Great Leaders Change the Water in the Fish Tank First
In the end, clever leaders who will rule the future undertake a structural remodeling that changes the entire paradigm before firing or appeasing people. This is what we call "changing the water in the fish tank."
We must pinpoint the fundamental reason why employees chose to quiet quit in the first place: it stemmed from the despair that no matter how hard they worked, they were buried under tedious chores, felt no sense of accomplishment, and saw no recognition for the value of their thoughts.
First, AI must be adopted enterprise-wide to eliminate over 80% of the routine administrative tasks and simple, repetitive chores that were suffocating the employees. Then, with the remaining time, leaders must fully delegate authority, saying, "Plan the core essence of this project using your long-standing domain knowledge." Finally, the evaluation system must be overhauled into a structure that grants exceptional incentives when that creative thinking succeeds.
When liberated from tedious machine labor to experience the joy of work, and provided with clear rewards, a significant number of quiet quitters miraculously return as enthusiastic "engaged assets." This is the exact moment when the veteran domain knowledge sleeping inside their minds explodes, equipped with the wings of AI.
The Final Step: Boldly Weeding Out Chronic Zombie Workers
Nevertheless, even after changing the system and promising tangible rewards, there will always be individuals who hide behind the wall of cynicism and reject change until the very end. This is precisely when bold restructuring becomes necessary.
The bottom 20 to 30% of chronic quitters, who persistently cling to rotten moss even after the water in the fish tank has been purified, must be boldly weeded out of the organization. Their vacant spots should then be transfused with fresh talents possessing AI-thinking capabilities, injecting a fresh stimulus and healthy tension into the organization.
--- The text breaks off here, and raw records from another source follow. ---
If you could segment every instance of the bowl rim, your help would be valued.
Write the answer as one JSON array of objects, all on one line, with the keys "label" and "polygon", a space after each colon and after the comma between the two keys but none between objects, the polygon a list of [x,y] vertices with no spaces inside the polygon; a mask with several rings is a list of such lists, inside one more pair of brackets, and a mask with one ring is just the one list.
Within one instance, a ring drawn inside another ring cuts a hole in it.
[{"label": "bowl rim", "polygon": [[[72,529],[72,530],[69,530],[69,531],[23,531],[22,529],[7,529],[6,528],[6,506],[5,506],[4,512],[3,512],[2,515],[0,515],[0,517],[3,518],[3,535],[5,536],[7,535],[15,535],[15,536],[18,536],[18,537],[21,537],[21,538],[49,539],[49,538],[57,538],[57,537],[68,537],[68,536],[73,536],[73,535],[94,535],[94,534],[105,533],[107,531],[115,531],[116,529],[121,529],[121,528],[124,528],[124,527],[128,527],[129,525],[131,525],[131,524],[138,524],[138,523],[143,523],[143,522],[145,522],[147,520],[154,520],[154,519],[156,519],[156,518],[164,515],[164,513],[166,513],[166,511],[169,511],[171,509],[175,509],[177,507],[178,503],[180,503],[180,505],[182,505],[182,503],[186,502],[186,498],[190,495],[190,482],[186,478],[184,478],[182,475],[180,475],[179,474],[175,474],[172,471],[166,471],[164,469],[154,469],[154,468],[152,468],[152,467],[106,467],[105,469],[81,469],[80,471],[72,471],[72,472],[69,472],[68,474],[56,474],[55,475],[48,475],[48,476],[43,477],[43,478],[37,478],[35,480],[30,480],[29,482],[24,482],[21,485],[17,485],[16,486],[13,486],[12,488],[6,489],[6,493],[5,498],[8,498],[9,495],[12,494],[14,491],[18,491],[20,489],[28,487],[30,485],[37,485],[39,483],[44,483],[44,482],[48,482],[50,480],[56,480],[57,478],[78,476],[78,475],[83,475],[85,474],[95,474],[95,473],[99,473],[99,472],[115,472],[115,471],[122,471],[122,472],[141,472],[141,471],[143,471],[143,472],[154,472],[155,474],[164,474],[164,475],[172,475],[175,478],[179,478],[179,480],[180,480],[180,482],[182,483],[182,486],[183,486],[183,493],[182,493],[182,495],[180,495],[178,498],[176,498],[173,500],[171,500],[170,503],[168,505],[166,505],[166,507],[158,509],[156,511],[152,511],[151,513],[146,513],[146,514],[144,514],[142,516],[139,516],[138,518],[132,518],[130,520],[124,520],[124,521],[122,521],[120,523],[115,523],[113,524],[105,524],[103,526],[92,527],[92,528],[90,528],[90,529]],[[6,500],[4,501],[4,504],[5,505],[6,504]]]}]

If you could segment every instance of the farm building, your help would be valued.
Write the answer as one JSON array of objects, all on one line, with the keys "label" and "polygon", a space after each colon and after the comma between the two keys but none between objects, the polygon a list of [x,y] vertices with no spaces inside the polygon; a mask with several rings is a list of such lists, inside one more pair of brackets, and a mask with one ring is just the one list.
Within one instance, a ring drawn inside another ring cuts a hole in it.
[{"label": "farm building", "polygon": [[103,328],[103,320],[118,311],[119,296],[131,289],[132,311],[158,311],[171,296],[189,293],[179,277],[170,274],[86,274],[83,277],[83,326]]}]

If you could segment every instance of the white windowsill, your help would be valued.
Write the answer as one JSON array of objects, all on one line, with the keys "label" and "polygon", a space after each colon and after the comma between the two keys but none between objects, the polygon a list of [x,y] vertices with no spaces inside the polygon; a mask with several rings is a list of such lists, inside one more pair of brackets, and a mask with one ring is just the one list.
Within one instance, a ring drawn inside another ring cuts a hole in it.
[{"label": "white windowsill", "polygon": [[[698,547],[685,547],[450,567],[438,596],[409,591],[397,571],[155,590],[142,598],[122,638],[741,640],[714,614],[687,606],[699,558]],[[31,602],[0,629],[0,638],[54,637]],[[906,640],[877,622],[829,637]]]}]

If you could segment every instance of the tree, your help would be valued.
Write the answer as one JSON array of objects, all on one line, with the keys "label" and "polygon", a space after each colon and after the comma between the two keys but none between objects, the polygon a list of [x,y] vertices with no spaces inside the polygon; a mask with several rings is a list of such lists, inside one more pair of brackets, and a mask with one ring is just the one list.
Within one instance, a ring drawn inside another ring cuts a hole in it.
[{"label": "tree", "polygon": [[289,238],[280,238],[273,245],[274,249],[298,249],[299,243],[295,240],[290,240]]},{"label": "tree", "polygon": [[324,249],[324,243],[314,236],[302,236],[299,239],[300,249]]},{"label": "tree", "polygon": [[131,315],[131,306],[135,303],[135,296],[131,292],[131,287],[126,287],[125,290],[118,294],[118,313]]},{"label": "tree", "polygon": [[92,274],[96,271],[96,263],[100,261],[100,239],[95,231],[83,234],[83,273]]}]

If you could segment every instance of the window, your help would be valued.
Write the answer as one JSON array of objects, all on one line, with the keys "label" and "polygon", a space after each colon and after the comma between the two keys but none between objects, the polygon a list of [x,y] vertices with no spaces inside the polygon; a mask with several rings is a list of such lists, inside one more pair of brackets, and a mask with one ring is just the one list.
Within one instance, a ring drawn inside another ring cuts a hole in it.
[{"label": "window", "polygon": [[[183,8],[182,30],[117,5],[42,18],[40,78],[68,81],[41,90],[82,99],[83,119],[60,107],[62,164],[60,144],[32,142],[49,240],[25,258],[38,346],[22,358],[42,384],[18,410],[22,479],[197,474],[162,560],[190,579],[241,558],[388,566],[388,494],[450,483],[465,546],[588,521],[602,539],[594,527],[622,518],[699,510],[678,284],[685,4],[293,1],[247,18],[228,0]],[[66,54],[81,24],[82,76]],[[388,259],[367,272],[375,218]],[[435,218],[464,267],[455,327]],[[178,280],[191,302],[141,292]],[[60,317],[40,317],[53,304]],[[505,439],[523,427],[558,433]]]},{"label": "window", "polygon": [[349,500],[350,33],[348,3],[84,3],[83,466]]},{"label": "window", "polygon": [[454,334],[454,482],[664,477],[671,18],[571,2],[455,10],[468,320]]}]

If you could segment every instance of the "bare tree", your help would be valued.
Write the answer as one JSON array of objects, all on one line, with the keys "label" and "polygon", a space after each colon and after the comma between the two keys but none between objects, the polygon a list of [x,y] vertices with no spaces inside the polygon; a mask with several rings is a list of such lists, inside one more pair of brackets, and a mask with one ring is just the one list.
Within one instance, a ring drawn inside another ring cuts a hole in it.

This is the "7-to-3 Hybrid Strategy" adopted by leading enterprises—a method that implants a new catalyst while protecting organizational stability.
Conclusion: System First, People Second
HR in the AI era is no longer a department that checks attendance and controls people. It is a department that designs the stage so that employees constantly receive positive stimuli to avoid falling into the quicksand of quiet quitting, and experience the "joy of thinking" through the tool of AI.
When the water in the fish tank is rotten, replacing the fish with new ones solves nothing. Purifying the water in the fish tank utilizing AI must come first.
Before choosing the easy path of firing people in front of the wave of new technology, first reflect on whether your organization possesses a structure that eats away at its employees’ souls. The companies that truly survive are not those that merely hire the best talents, but those that possess a "great fish tank" capable of turning even ordinary employees into the ultimate thinkers equipped with AI.